One of the pain points we often hear is how expensive it costs to build and run AI apps. Each API call can be unpredictably expensive and costs can rack up quickly, preventing developers from scaling their apps to their full potential. At the speed that the industry is moving, you don’t want to be limited by your scale and left behind – and that’s where caching and rate limiting can help. We allow developers to cache their API calls so that new requests can be served from our cache rather than the original API – making it cheaper and faster. Rate limiting can also help control costs by throttling the number of requests and preventing excessive or suspicious activity. Developers have full flexibility to define caching and rate limiting rules, so that apps can scale at a sustainable pace of your choosing.

The Workers AI Platform

AI Gateway pairs perfectly with our new Workers AI and Vectorize products, so you can build full-stack AI applications all within the Workers ecosystem. From deploying applications with Workers, running model inference on the edge with Workers AI, storing vector embeddings on Vectorize, to gaining visibility into your applications with AI Gateway – the Workers platform is your one-stop shop to bring your AI applications to life. To learn how to use AI Gateway with Workers AI or the different providers, check out the docs.

Next up: the enterprise use case

We are shipping v1 of AI Gateway with a few core features, but we have plans to expand the product to cover more advanced use cases as well – usage alerts, jailbreak protection, dynamic model routing with A/B testing, and advanced cache rules. But what we’re really excited about are the other ways you can apply AI Gateway…

In the future, we want to develop AI Gateway into a product that helps organizations monitor and observe how their users or employees are using AI. This way, you can flip a switch and have all requests within your network to providers (like OpenAI) pass through Cloudflare first – so that you can log user requests, apply access policies, enable rate limiting and data loss prevention (DLP) strategies. A powerful example: if an employee accidentally pastes an API key to ChatGPT, AI Gateway can be configured to see the outgoing request and redact the API key or block the request entirely, preventing it from ever reaching OpenAI or any end providers. We can also log and alert on suspicious requests, so that organizations can proactively investigate and control certain types of activity. AI Gateway then becomes a really powerful tool for organizations that might be excited about the efficiency that AI unlocks, but hesitant about trusting AI when data privacy and user error are really critical threats. We hope that AI Gateway can alleviate these concerns and make adopting AI tools a lot easier for organizations.

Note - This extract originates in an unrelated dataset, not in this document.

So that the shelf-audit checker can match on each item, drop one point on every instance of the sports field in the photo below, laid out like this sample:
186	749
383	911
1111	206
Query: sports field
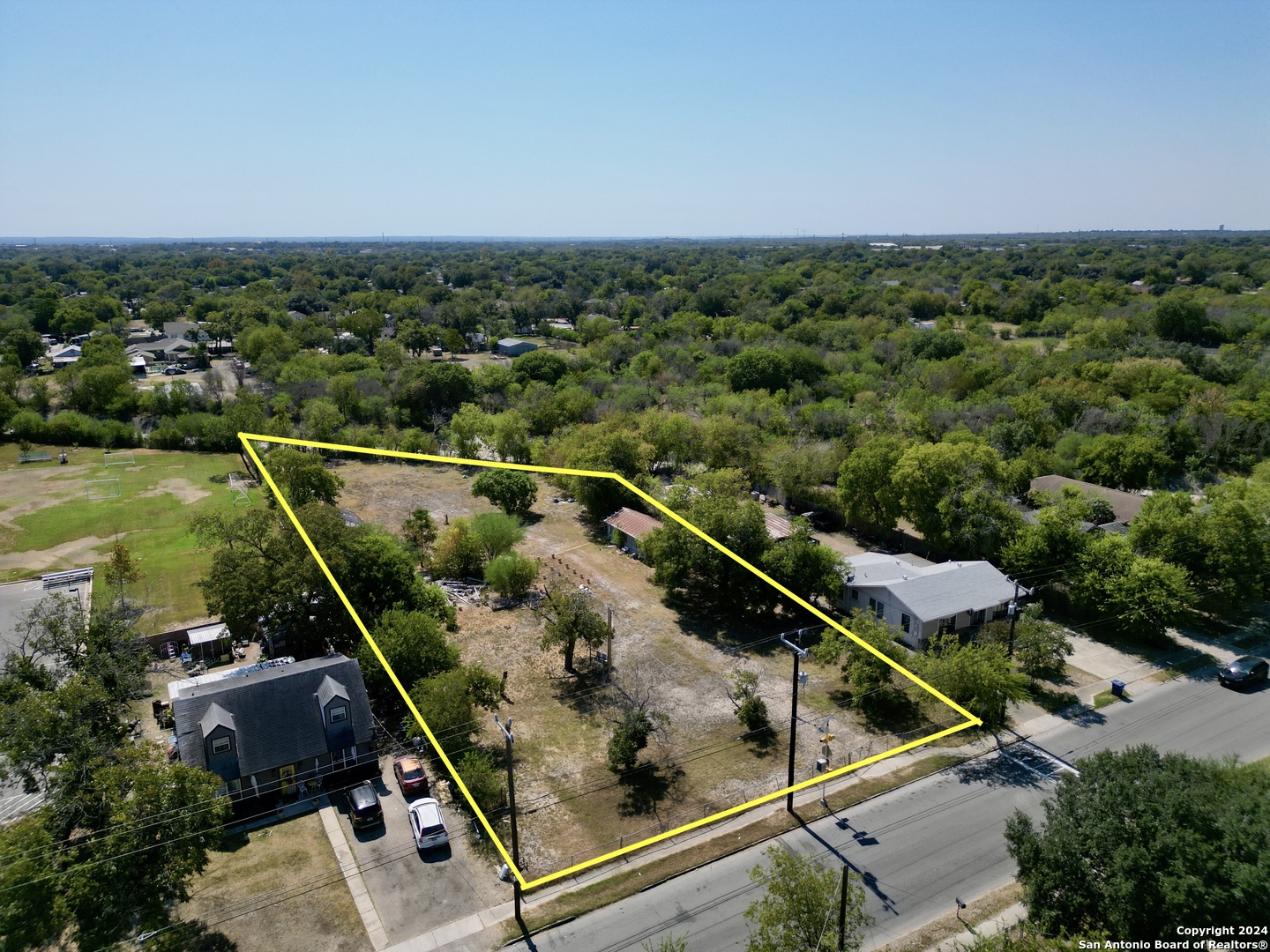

Whether you’re a developer building applications or a company who’s interested in how employees are using AI, our hope is that AI Gateway can help you demystify what’s going on inside your apps – because once you understand how your users are using AI, you can make decisions on how you actually want them to use it. Some of these features are still in development, but we hope this illustrates the power of AI Gateway and our vision for the future.

At Cloudflare, we live and breathe innovation (as you can tell by our Birthday Week announcements!) and the pace of innovation in AI is incredible to witness. We’re thrilled that we can not only help people build and use apps, but actually help accelerate the adoption and development of AI with greater control and visibility. We can’t wait to hear what you build – head to the Cloudflare dashboard to try out AI Gateway and let us know what you think!